On relève aussi huit surnombres au
titre des personnels de bureau et un surnombre en ce qui concerne le personnel
technique.
Par ailleurs, il
convient de souligner que quatre postes de greffier ont été affectés au tribunal
de grande instance de Pontoise au titre de l'année 2000 et cinq postes au
titre de 2001, soit neuf créations d'emplois sur deux ans.
Je ne prétends évidemment pas que
ces mesures soient suffisantes, mais, comme vous le savez, le nombre de
greffiers formés a été relevé à 500 par an, alors qu'il n'y en avait eu
aucun en 1997. Il nous semble, en effet, essentiel de faire un effort
particulier dans ce domaine, car si, dans des juridictions comme la vôtre, il
faut beaucoup de magistrats - et nous avons créé des postes -, il est
également indispensable d'avoir un bon système d'exécution des peines. Cela est
notamment incontournable si nous voulons que soit respectée la circulaire
demandant que les audiences se terminent normalement à dix-huit heures ou,
exceptionnellement, à vingt heures au plus tard en cas de besoin.
Dans le Val-d'Oise, comme dans
beaucoup de départements, où doivent être jugés rapidement de nombreux petits
faits pour éviter la récidive et l'enchaînement de la délinquance, un effort
particulier doit être consenti dans l'affectation des postes, qu'ils concernent
la conduite des audiences ou l'exécution des peines.

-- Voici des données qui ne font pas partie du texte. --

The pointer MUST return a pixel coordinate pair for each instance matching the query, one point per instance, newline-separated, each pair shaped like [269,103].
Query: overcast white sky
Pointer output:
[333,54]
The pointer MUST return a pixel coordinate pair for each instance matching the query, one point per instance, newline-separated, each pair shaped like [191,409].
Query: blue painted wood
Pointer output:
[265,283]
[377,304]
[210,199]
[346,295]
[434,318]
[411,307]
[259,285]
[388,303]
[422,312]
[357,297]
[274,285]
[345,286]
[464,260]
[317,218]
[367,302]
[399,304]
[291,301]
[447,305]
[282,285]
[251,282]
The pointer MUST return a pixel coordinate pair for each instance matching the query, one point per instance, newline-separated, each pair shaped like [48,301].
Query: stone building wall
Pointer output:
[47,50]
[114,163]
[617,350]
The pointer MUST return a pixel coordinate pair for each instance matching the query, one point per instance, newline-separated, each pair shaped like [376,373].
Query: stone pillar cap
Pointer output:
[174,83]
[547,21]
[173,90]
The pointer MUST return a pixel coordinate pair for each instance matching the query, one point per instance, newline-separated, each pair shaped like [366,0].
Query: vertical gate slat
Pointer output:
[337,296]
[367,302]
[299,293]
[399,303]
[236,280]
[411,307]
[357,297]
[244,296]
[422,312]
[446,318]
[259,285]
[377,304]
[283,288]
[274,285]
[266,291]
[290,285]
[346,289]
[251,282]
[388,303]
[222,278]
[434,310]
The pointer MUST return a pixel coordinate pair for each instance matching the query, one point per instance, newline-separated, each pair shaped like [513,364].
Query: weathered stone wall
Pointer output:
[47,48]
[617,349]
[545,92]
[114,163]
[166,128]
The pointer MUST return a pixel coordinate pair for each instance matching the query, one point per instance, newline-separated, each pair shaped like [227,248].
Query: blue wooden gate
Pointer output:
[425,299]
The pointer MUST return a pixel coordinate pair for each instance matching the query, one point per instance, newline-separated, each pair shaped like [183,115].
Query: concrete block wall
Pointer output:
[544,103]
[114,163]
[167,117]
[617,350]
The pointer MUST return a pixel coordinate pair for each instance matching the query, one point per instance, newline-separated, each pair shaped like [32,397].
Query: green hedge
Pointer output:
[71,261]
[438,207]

Demeurez donc attentif, monsieur le
député, et n'hésitez pas à nous avertir si les postes n'arrivent pas
suffisamment vite. En tout cas, soyez assuré que nous tenons à favoriser les
juridictions qui ont connu un grand essor démographique et où les moyens
n'avaient malheureusement pas suivi.
M. François
Rochebloine. Nous voilà rassurés !
M. le président. La
parole est à M. Jean-Pierre Blazy.
M. Jean-Pierre Blazy.
Madame la ministre, je vous remercie de votre réponse, car j'ai bien compris que
vous étiez très attentive à la situation de la justice dans le Val-d'Oise.

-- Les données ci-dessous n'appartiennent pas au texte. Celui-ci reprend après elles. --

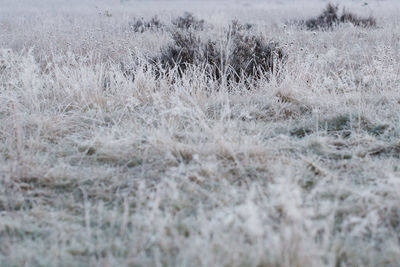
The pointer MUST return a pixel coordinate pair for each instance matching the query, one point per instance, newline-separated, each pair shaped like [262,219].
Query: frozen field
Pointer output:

Dans ce département, qui connaît
une forte croissance démographique, le nécessaire effort de rattrapage doit être
poursuivi. J'ai bien compris que vous l'entendiez ainsi. N'oublions pas,
surtout, la difficulté à pourvoir parfois les postes budgétaires, ce qui
retentit très fortement sur le fonctionnement au quotidien de la justice.